Probably one of the most well-known vitamins, vitamin C has a long history of being used as a remedy for the common cold. It works this this respect because of its ability to strengthen the immune system against infection. Vitamin C helps the body process carbohydrates and it also helps the body produce fats and proteins, it promotes healing and promotes the formation of connective tissues. Further, Vitamin C is instrumental in the production of various hormones and the release of certain kinds of brain chemicals. Vitamin C is easily obtained from a variety of food sources, including citrus fruits, melons, green vegetables, tomatoes, potatoes as well as meat, fish and dairy, although in smaller amounts. The concentration of vitamin C in raw vegetables is greater than that which can be found in cooked vegetables.

B complex vitamins help keep the body’s metabolism working as it should, in many cases with several of these vitamins working together. B vitamins are non-toxic as they are water soluble and, therefore, it is not common to have too much of these vitamins in the body. B vitamins serve several functions in the body, including keeping the nervous system healthy and helping the body to produce disease-fighting white blood cells. Vitamin B1 (also known as thiamin) removes excess lactic acid from the body, and folic acid helps in healthy fetal and infant development. Niacin (also known as vitamin B3) has been shown to be very helpful in controlling the levels of bad cholesterol in the blood.

There are many good food sources of B-complex vitamins. These include organ meats such as liver, poultry, fish, yeast, wheat germ, spinach, dairy and certain legumes include soybeans and peas.


The body requires higher concentrations of minerals than of vitamins. Of the seven minerals – calcium, phosphorous, magnesium, sodium, potassium, chloride and sulfur – the body needs at least 100 mg daily. Trace elements such as zinc and iodine are only required in small amounts but are still necessary for the healthy development and functioning of the body.

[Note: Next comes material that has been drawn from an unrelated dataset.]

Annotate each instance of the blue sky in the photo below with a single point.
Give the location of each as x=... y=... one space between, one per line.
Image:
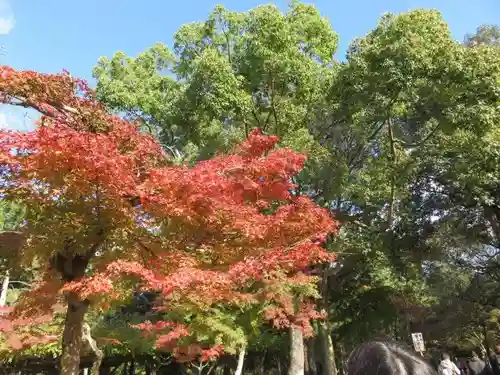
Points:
x=51 y=35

Iron plays an important role in carrying oxygen to the tissues in the body. Deficiency in iron can lead to a condition known as anemia and, for this reason, iron-fortified multivitamins are very popular, especially among women who are at a higher risk of anemia due to menstruation. Food sources of iron include red meat, liver, dark green vegetables and legumes.


Necessary for healthy bones and teeth, calcium is the most abundant mineral in the body. It also is necessary for blood clotting and the healthy release of neurotransmitters in the brain. Good sources include: green leafy vegetables, beans, nuts and dairy products.


Zinc is found in all of the body’s cells. It promotes healing and helps the body fight infection. Pregnant women should take care not to become deficient in zinc because that can lead to abnormal fetal development. Animal products are the best source of zinc.